Mr. Adrian Bailey (West Bromwich, West) (Lab/Coop)

I welcome my hon. Friend the Minister's comments on that matter. Does he agree that, if confidence in the decommissioning process is to be rebuilt, the total cessation of paramilitary activity by both Unionists and nationalists is absolutely essential? What progress is being made in reducing that activity?

Mr. Pearson

I agree with my hon. Friend. Decommissioning is an important part of the agreement, but more needs to happen. There must also be an end to all paramilitary activity. That is what the British and Irish Governments want, and the vast majority of people in Northern Ireland. All the Government's work is geared to securing a stable and peaceful Northern Ireland.

Mr. David Trimble (Upper Bann) (UUP)

The Minister has referred to the IMC report and to the need to make progress. Is not the significant thing about the IMC report not the limited sanctions but the clear and unequivocal description that it gave? Did that not provide a very significant springboard for the Government, and should not the Government have rapidly followed up the IMC report by pressing paramilitaries, and republicans in particular, for those acts of completion? Has not the cancellation of the talks planned for tomorrow and Friday been a huge mistake? In the light of the IMC report, surely the Government must realise that they and others cannot proceed with business as usual as if nothing had happened.

Mr. Pearson

Let us be clear that the intensive talks have not been cancelled; they have been postponed. The two Prime Ministers met last week, my right hon. Friend the Secretary of State had meetings with a number of the political parties yesterday, and talks need to continue. The IMC report clearly and graphically demonstrated the level of paramilitary activity that is unfortunately still a regular occurrence in Northern Ireland, but there will be no resolution to this situation, and there will not be the stable, inclusive institutions that we all want to see, if we do not and are not prepared to get round the table and talk, so we do need to move forward and to engage in talks, and that is what we will continue to do in the coming months.

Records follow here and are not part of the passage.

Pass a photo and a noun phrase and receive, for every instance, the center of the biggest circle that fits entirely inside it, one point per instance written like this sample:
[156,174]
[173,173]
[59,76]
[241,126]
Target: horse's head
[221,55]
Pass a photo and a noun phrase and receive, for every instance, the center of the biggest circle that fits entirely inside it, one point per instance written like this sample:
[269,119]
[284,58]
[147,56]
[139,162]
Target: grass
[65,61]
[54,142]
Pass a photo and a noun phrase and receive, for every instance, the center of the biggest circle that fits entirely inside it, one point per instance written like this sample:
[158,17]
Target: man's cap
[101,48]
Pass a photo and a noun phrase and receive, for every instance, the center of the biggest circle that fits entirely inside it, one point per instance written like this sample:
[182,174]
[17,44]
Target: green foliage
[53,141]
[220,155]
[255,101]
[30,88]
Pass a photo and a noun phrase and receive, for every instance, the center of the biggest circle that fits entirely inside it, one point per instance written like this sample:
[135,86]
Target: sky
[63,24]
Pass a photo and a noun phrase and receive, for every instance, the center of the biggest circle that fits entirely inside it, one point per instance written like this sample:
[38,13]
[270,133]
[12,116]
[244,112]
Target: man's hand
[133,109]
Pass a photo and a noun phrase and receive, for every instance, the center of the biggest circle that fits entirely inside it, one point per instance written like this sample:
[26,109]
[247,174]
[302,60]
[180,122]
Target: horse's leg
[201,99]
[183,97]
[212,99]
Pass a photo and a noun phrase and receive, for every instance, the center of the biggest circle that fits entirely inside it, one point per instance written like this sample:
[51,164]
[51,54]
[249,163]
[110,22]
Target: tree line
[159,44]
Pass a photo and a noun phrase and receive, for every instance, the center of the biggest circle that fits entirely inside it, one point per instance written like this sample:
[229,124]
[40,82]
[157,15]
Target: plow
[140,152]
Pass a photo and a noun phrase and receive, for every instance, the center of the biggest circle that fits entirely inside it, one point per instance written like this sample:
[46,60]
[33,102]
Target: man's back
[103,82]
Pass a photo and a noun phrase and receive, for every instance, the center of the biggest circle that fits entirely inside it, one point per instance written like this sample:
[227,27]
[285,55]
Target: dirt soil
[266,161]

John Robertson (Glasgow, Anniesland) (Lab)

In a democracy the state must have a monopoly on the legitimate use of violence, and the arms of the paramilitary groups must be verifiably put beyond use. Will the Secretary of State and the Minister join me in condemning the latest comments by the president of Sinn Fein that the Independent Monitoring Commission is not really that relevant, and will he remind the paramilitary groups that if they reject the democratic process in this way, the blame for subsequent failure in the peace process will be laid well and firmly at their door?

Mr. Pearson

I believe that the Independent Monitoring Commission is truly independent. It has four distinguished people serving on it, and not one of the many press comments that I have seen responding to its report has really taken issue with the fact that it has produced an accurate report on the current situation in Northern Ireland. We need to keep re-emphasising that all paramilitary activity must cease, and my hon. Friend is absolutely right to point this out and to draw attention to the need for us to move forward on the basis of ensuring that we can eliminate all paramilitary activity. I want to assure him that, as far as the security services and police are concerned, we will do our utmost to continue to bear down on criminal and paramilitary activity and bring the perpetrators to justice.

Mr. Desmond Swayne (New Forest, West) (Con)

May I take the opportunity to congratulate the Minister on his thoroughly deserved promotion? It is a matter of great satisfaction. Can he tell us whether it is the Government's policy to use the present improved relations with Libya to discover a full inventory of the arms that were shipped to the IRA? Is that the Government's policy or is it not?

Mr. Pearson

I thank the hon. Gentleman for his words of welcome. From previous meetings that we have had Upstairs, I know that we are going to have a lively time. In response to his question, relations with Libya are clearly a matter for the Foreign Office and I will bring his comments to the attention of the Foreign Secretary.